La muerte en custodia policial de tres ciudadanos ha vuelto a poner sobre el tapete el problema de la violencia policial.
Es la enésima vez que ocurren ambas cosas, aunque no siempre van unidas. Lo cierto es que, pese a nuestro siempre renovado empeño en olvidarlo, la Policía Nacional se obstina en recordarnos que es una institución divorciada de los valores democráticos que decimos valorar como sociedad.
No se trata, como intentan decir algunos, de una crítica a los policías. Es claro que ser policía es un trabajo peligroso, mal pago y, sobre todo, ingrato.
La inmensa mayoría de las personas que lo ejercen quieren aportar con su trabajo a una mejor sociedad.
Pero la institución a la que sirven no responde a su vocación de servicio. Muy por el contrario, la aplasta cuando tiene oportunidad de hacerlo. El problema de la Policía no son sus miembros entre los que hay de todo, como en las viñas del Señor.

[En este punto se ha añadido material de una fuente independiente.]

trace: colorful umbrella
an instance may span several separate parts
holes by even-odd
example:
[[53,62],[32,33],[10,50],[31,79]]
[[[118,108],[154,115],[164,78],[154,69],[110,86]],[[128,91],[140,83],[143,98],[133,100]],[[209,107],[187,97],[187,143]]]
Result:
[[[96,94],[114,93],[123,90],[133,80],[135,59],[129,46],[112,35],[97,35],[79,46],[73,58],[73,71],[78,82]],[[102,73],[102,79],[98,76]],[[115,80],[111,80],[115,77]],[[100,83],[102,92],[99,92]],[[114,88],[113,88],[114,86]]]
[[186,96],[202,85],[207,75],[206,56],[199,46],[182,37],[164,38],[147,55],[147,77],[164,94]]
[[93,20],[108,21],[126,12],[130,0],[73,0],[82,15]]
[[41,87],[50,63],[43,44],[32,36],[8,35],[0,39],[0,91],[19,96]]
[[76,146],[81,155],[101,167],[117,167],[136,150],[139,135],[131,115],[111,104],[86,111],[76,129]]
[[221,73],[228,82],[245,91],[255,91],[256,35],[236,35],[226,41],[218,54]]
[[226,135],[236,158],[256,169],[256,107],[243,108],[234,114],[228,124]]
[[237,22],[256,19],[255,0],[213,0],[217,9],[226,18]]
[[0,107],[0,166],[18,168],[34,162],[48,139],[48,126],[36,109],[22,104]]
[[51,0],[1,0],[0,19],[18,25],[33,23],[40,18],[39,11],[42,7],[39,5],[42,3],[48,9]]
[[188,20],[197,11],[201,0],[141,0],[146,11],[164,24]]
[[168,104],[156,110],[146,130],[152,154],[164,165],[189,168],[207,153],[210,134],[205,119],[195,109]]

Lo que sí ocurre es que la cultura policial dominicana incentiva los peores comportamientos. Eso es lo que explica que los abusos sean tan frecuentes y flagrantes. La muerte a golpes de tres detenidos es, hasta prueba en contrario, responsabilidad de sus guardianes. Por el momento, todo parece indicar que en los tres casos fue la consecuencia de abusos.
No podemos seguir esperando a que este problema se arregle en forma espontánea. Está demasiado enraizado y se fundamenta también en el abuso contra quienes deben ser los protagonistas de la solución: los propios policías.
El liderazgo debe venir de la sociedad y, sobre todo, del Estado y el Gobierno.
No es la primera vez que nos vemos en esta tesitura, ni será la última. Esto seguirá ocurriendo mientras no nos liberemos del temor a que remover el altar policial sólo empeorará las cosas. Continuar por ese camino sólo profundizaría la espiral de violencia que, de no detenerse, tarde o temprano nos arrastrará a todos.